E nestes anos de cozinheiro já me aventurei em várias combinações, umas certeiras e outras desastrosas. Mas nada como a receita original, onde uma orquidácea da América Tropical perfuma e dá personalidade a este clássico: a baunilha. Vale lembrar que durante muito tempo o cultivo da baunilha, alma da doçaria francesa, ficou restrito ao México, pois sua polinização só podia ser feita por uma pequena abelha nativa daquele país. Só em 1820, a partir do descobrimento de técnicas de polinização artificial, manual e totalmente artesanal, pode ser cultivada em outras partes do mundo, como Madagascar, onde são produzidas hoje as mais nobres favas.
Mas isso é assunto para outro longo texto. As variações do creme brûlée não ficaram somente em sobremesas. Combinações inusitadas, se valendo de gorduras que apresentavam texturas agradáveis, foram tomando conta de cardápios nobres. E, para o meu paladar, vale toda riqueza de sabor do foie gras para minha reinvenção do brûlée. Apesar de ser uma receita de poucos ingredientes e, teoricamente, muito fácil de ser executada, ela é “melindrosa”, tem “pegadinhas” e é “preguiçosa”, isto é, precisa de tempo e de paciência para chegar à textura perfeita para combinar com a crosta caramelada.
São cinco gemas de ovos caipiras em temperatura ambiente, nunca geladas, e setenta e cinco gramas de açúcar, temperado com meia, veja bem, meia pitada de sal! A pitada de sal parece ser uma medida muito aleatória, tipo “a olho” mesmo, mas não: uma pitada de sal é a quantidade de sal que conseguimos segurar com a junção do polegar e do indicador!
“Traduzindo” para medidas formais, uma pitada equivale e 1/3 colher de café! No caso do creme brulé, é metade disso, para não aparecer mesmo no paladar, mas para dar um toque de umami neste clássico francês. Misture em uma tigela esses ingredientes com um fuet, sem bater muito, mexendo até o açúcar “desaparecer”. Junte meio litro de creme de leite fresco, nunca aquele de caixinha, de lata ou mesmo a nata, mesmo que fresca.

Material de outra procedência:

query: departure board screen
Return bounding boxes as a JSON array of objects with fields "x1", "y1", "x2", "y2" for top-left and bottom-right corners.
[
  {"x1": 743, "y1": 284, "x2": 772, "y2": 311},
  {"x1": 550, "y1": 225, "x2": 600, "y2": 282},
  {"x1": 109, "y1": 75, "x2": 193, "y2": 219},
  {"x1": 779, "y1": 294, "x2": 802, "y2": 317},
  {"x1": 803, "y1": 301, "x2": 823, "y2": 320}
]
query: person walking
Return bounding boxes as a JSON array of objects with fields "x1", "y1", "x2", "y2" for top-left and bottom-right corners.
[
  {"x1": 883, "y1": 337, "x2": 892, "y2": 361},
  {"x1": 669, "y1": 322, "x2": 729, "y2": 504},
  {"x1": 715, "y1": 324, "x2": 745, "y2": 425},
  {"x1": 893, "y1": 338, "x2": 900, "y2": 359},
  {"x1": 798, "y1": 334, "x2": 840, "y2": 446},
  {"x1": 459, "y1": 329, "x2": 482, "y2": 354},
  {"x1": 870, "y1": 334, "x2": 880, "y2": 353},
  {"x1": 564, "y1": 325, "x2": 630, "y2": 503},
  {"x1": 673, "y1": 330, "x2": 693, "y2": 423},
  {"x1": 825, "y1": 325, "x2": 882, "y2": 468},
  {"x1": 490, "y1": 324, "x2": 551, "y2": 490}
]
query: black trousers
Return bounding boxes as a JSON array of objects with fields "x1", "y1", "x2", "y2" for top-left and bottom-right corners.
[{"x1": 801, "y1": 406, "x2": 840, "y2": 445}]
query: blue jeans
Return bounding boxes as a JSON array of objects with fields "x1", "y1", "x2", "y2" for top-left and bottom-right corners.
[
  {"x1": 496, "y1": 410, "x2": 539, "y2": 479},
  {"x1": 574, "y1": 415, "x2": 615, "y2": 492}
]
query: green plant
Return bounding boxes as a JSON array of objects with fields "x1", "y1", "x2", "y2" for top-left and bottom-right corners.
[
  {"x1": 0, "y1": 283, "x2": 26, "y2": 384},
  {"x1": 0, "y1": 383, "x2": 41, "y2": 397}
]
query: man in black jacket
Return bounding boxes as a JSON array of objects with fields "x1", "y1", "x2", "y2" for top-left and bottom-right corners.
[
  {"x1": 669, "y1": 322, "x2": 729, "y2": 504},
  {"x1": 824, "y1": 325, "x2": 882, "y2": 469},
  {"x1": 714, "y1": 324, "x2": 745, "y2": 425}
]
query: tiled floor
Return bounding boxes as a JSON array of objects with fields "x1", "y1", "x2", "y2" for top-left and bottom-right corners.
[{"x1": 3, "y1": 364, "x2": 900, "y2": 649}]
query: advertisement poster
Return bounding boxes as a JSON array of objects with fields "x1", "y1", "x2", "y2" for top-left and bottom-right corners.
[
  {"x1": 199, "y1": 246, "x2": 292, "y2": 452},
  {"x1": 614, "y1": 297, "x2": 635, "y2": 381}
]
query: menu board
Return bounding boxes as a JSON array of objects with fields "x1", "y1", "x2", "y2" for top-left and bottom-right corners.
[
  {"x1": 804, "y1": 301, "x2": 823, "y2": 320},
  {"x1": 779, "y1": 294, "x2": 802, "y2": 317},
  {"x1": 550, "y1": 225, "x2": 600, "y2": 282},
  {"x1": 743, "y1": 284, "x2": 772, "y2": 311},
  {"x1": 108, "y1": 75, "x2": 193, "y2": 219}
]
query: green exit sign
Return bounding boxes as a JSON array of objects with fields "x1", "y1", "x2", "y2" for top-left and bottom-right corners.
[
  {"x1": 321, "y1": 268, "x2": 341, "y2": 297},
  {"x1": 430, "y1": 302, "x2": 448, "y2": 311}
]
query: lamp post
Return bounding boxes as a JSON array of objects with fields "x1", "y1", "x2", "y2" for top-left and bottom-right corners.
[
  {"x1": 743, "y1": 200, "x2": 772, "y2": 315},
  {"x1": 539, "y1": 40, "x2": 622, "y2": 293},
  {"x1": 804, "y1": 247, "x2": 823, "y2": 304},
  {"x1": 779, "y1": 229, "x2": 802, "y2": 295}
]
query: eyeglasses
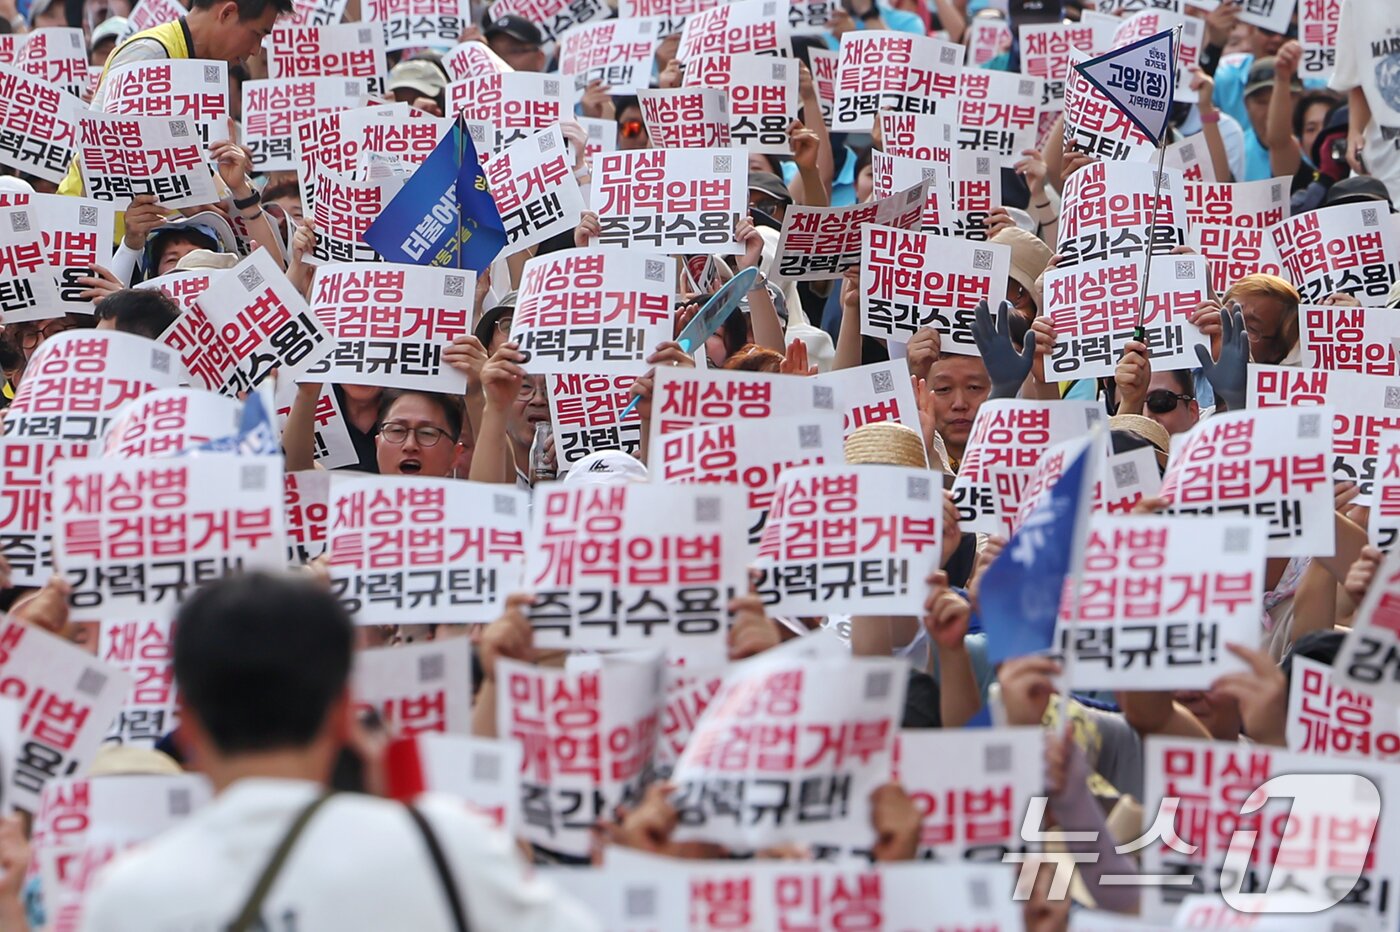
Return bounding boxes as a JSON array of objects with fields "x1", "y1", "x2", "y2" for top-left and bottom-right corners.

Misture o creme e passe pela peneira fina pelo menos duas vezes. Abra uma fava de baunilha, retire as sementes de uma das metades e misture ao creme. Coloque em quatro forminhas de porcelana baixas e leve ao forno baixo (100°C) em banho maria até que fiquem firmes, com um leve balanço, mas com a superfície seca... entre cinquenta e sessenta minutos.
Leve para descansar na geladeira por quatro horas. Quando for servir, retire da geladeira com meia hora de antecedência, cubra com meia colher de açúcar demerara ou cristal, e caramelize com maçarico ou com um ferro de queimar, bem quente, como fazem os cozinheiros mais tradicionais que, apesar desse assessório quase não existir mais para ser comprado, é a forma que o caramelo fica mais uniforme!
E escute o som do caramelo sendo quebrado... Isso é música para o nosso paladar!